I looked with her at the house. "It's adequate."
Suddenly her face creased with pain. "Ouch!"
"What's the matter?"
"I've twisted my ankle, that's what's the matter."
How had she done that, just standing there? "Here, lean on me. How can I help?"
"I'll be all right. All I need is a tiny sit-down." Her smile was mischievous. "You don't happen to have one, do you?"
I was, of course, the very soul of chivalry. Here was a Damsel in Distress! In such circumstances obvious differences in social standing and breeding counted for nothing. "If you think you can make it up the stairs, you can rest in my room. If not, perhaps my landlady ..."
"I'll try."
In fact, she reached my room with admirable agility.
"Close the door, Liebchen, be so good. There's a horrible draft in here."
Scorning the easy chair and plump pouffe I showed her, Minnie made straight for my bed. She tried an experimental little bounce. "Ooh, so comfy!" She looked about her at the large room, the paneled walls, the ornate furnishings, the neat display of gentleman's toiletries. "You have this all to yourself, I bet." And when I nodded, she shook her head in wonder. "Some people are born lucky." With a gesture of dismissal she unpinned her hat and sent it skimming like a discus across the room.

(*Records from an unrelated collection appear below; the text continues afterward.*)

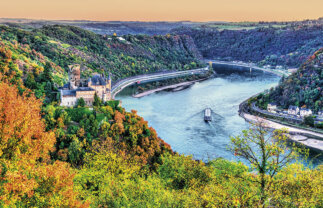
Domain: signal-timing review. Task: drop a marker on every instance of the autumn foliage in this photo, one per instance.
(26, 174)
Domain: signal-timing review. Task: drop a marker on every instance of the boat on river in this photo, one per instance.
(207, 114)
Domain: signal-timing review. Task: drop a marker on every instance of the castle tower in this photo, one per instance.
(108, 83)
(74, 76)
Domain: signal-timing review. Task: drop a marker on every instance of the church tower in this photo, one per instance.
(108, 83)
(74, 76)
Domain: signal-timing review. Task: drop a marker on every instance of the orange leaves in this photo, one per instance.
(21, 128)
(23, 144)
(119, 117)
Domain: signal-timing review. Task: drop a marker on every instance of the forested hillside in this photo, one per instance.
(122, 56)
(288, 45)
(54, 156)
(303, 88)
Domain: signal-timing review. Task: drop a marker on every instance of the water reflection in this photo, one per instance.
(178, 116)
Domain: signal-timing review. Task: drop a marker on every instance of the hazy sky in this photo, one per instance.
(160, 10)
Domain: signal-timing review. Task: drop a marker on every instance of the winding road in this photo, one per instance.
(252, 66)
(123, 83)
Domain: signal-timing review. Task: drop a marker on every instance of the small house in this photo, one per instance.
(320, 113)
(272, 107)
(293, 110)
(305, 112)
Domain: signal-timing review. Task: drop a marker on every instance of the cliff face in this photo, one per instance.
(288, 46)
(122, 56)
(304, 87)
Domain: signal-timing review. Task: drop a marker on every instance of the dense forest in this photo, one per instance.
(303, 88)
(286, 45)
(53, 156)
(122, 56)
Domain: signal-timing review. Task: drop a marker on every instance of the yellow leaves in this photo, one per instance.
(23, 144)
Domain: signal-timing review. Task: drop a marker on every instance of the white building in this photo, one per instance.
(272, 107)
(320, 113)
(305, 112)
(293, 110)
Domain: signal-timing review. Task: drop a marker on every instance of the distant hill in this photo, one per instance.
(303, 87)
(122, 56)
(275, 44)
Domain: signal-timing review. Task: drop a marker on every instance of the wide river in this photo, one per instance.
(178, 116)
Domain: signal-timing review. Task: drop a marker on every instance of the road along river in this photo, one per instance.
(178, 116)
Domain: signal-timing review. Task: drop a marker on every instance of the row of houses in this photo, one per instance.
(293, 110)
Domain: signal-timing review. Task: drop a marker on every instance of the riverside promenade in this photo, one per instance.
(251, 66)
(123, 83)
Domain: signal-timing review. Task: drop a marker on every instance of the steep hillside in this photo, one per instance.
(122, 56)
(282, 45)
(304, 87)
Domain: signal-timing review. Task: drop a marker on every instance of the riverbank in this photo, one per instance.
(174, 87)
(310, 139)
(277, 72)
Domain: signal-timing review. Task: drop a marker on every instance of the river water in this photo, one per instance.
(178, 116)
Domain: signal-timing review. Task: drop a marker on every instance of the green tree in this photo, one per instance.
(80, 102)
(267, 152)
(309, 120)
(97, 101)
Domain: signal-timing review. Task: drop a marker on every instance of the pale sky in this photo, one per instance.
(163, 10)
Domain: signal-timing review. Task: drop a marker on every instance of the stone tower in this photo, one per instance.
(108, 83)
(74, 76)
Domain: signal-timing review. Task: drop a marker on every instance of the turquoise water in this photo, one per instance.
(178, 116)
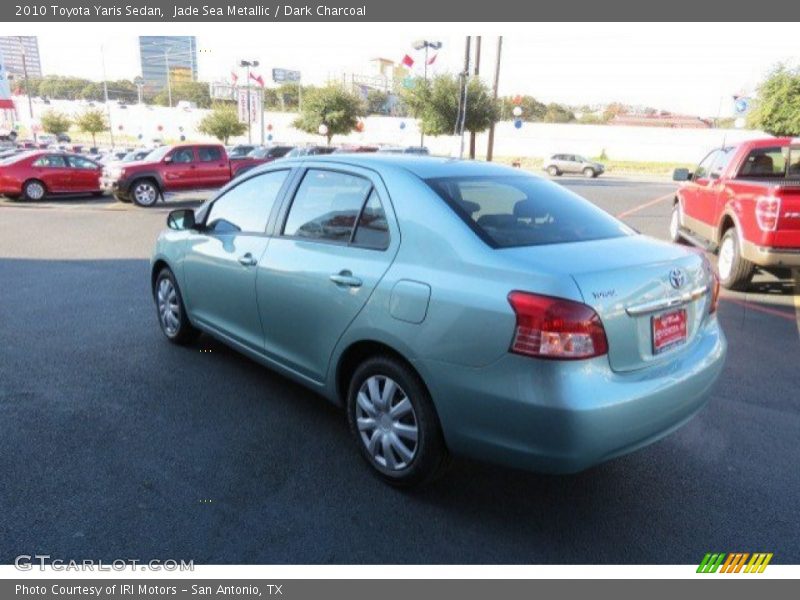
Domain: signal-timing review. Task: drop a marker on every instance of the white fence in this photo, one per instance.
(532, 140)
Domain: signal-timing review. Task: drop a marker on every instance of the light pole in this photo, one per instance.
(419, 45)
(27, 88)
(248, 64)
(105, 93)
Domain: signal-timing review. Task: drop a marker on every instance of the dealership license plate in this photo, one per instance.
(669, 330)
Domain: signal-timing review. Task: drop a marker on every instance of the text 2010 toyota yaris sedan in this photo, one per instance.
(450, 306)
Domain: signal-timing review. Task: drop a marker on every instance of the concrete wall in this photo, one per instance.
(532, 140)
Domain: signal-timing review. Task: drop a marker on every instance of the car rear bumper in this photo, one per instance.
(765, 256)
(565, 416)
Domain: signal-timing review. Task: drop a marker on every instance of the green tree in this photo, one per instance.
(333, 106)
(92, 121)
(55, 122)
(222, 123)
(557, 113)
(777, 108)
(435, 104)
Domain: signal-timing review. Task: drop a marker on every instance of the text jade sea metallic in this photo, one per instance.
(450, 306)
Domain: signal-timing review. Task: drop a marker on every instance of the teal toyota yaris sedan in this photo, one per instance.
(450, 306)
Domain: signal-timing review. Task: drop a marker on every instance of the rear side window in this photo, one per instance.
(209, 154)
(518, 210)
(246, 207)
(327, 205)
(765, 163)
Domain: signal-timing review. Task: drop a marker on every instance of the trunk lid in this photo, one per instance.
(630, 281)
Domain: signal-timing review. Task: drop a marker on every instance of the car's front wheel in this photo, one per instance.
(34, 190)
(145, 192)
(171, 311)
(735, 271)
(394, 422)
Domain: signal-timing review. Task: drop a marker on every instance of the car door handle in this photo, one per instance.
(248, 260)
(345, 278)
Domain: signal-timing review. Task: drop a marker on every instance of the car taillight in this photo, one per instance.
(767, 210)
(556, 328)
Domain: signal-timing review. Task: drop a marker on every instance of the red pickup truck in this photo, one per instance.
(180, 168)
(743, 201)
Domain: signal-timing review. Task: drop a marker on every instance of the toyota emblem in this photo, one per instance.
(677, 278)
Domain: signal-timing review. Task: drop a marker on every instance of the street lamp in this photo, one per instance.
(426, 45)
(249, 64)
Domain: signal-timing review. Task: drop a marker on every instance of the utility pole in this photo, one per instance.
(490, 147)
(169, 83)
(105, 93)
(463, 103)
(476, 72)
(27, 88)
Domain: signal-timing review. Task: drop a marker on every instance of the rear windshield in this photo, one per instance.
(519, 210)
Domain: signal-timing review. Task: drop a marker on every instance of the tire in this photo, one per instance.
(384, 431)
(735, 271)
(145, 192)
(34, 190)
(172, 318)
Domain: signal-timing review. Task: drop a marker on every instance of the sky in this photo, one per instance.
(692, 68)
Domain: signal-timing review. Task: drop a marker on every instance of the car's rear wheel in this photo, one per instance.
(394, 422)
(171, 311)
(145, 192)
(735, 271)
(34, 190)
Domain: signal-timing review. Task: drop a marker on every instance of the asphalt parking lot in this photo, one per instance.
(116, 444)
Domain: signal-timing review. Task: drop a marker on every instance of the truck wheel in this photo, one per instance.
(145, 192)
(735, 271)
(34, 190)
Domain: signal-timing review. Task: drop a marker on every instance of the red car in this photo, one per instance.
(35, 175)
(169, 169)
(743, 201)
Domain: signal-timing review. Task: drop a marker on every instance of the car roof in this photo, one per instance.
(424, 167)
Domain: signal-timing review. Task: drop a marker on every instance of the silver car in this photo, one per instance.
(558, 164)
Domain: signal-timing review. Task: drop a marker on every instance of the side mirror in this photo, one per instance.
(181, 219)
(681, 175)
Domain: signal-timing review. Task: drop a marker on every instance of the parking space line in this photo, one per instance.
(647, 204)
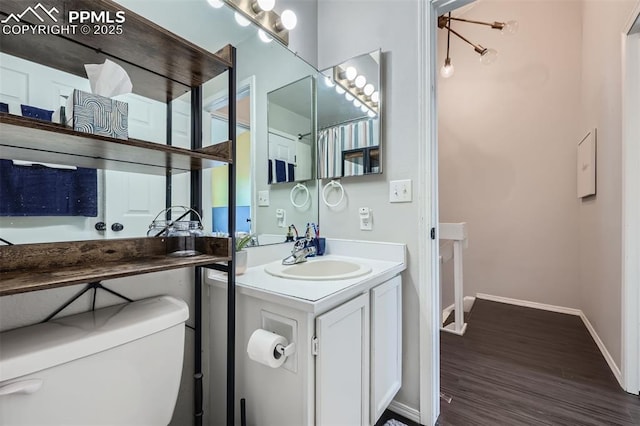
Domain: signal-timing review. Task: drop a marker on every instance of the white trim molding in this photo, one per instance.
(562, 310)
(405, 411)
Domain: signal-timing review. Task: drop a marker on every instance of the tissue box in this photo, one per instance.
(96, 114)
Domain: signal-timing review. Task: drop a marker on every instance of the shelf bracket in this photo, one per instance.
(95, 286)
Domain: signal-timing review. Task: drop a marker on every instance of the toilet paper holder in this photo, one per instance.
(286, 351)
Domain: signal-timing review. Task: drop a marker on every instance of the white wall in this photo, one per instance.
(350, 28)
(600, 217)
(507, 139)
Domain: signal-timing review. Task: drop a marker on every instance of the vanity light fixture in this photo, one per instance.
(261, 13)
(487, 56)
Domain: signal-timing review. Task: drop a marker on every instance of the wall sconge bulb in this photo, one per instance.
(264, 36)
(266, 5)
(241, 20)
(369, 89)
(489, 56)
(447, 69)
(510, 28)
(351, 73)
(288, 20)
(217, 4)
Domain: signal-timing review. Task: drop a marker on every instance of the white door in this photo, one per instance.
(342, 365)
(132, 200)
(386, 345)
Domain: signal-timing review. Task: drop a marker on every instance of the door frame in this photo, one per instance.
(428, 249)
(631, 202)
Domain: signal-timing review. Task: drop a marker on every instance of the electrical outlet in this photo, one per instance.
(400, 191)
(263, 198)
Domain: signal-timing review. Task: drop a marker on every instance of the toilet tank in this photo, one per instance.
(119, 365)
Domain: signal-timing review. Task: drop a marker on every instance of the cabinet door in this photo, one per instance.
(386, 345)
(342, 365)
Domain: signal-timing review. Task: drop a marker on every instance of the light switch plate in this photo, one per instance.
(400, 191)
(263, 198)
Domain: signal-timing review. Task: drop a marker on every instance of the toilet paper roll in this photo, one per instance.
(262, 348)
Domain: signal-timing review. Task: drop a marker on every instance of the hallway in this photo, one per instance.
(523, 366)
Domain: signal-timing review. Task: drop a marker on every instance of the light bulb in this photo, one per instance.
(241, 20)
(510, 28)
(266, 5)
(447, 69)
(264, 36)
(369, 89)
(289, 19)
(489, 56)
(216, 3)
(351, 73)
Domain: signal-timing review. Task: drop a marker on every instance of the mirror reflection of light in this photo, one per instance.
(264, 36)
(369, 89)
(241, 20)
(352, 73)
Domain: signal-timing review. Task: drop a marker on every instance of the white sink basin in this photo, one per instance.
(319, 270)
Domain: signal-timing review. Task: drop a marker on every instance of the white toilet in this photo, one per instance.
(115, 366)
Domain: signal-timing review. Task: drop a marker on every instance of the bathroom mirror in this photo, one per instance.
(291, 123)
(261, 68)
(349, 105)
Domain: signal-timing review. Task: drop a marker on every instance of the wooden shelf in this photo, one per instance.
(161, 65)
(33, 140)
(31, 267)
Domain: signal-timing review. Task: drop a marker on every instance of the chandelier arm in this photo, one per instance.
(476, 47)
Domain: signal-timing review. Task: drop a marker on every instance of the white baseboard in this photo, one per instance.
(563, 310)
(605, 353)
(526, 303)
(404, 410)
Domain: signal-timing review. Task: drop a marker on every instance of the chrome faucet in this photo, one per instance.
(300, 251)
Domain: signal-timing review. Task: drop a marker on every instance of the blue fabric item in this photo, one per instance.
(220, 219)
(291, 175)
(43, 191)
(281, 171)
(37, 113)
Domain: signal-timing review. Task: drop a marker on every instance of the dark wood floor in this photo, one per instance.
(521, 366)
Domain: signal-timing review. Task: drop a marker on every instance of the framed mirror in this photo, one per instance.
(291, 125)
(348, 118)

I was rather at a loss as to what to do. I stood, therefore, leaning against the door as casually as I could, one hand behind me idly twitching the tails of my coat, the other smoothing my mustache. When the silence between us had grown embarrassingly lengthy, I asked her if she'd care for a brandy. She was eying me from top to toe, and she had a strange little smile on her lips. "A cognac, perhaps? Only as a restorative, I mean."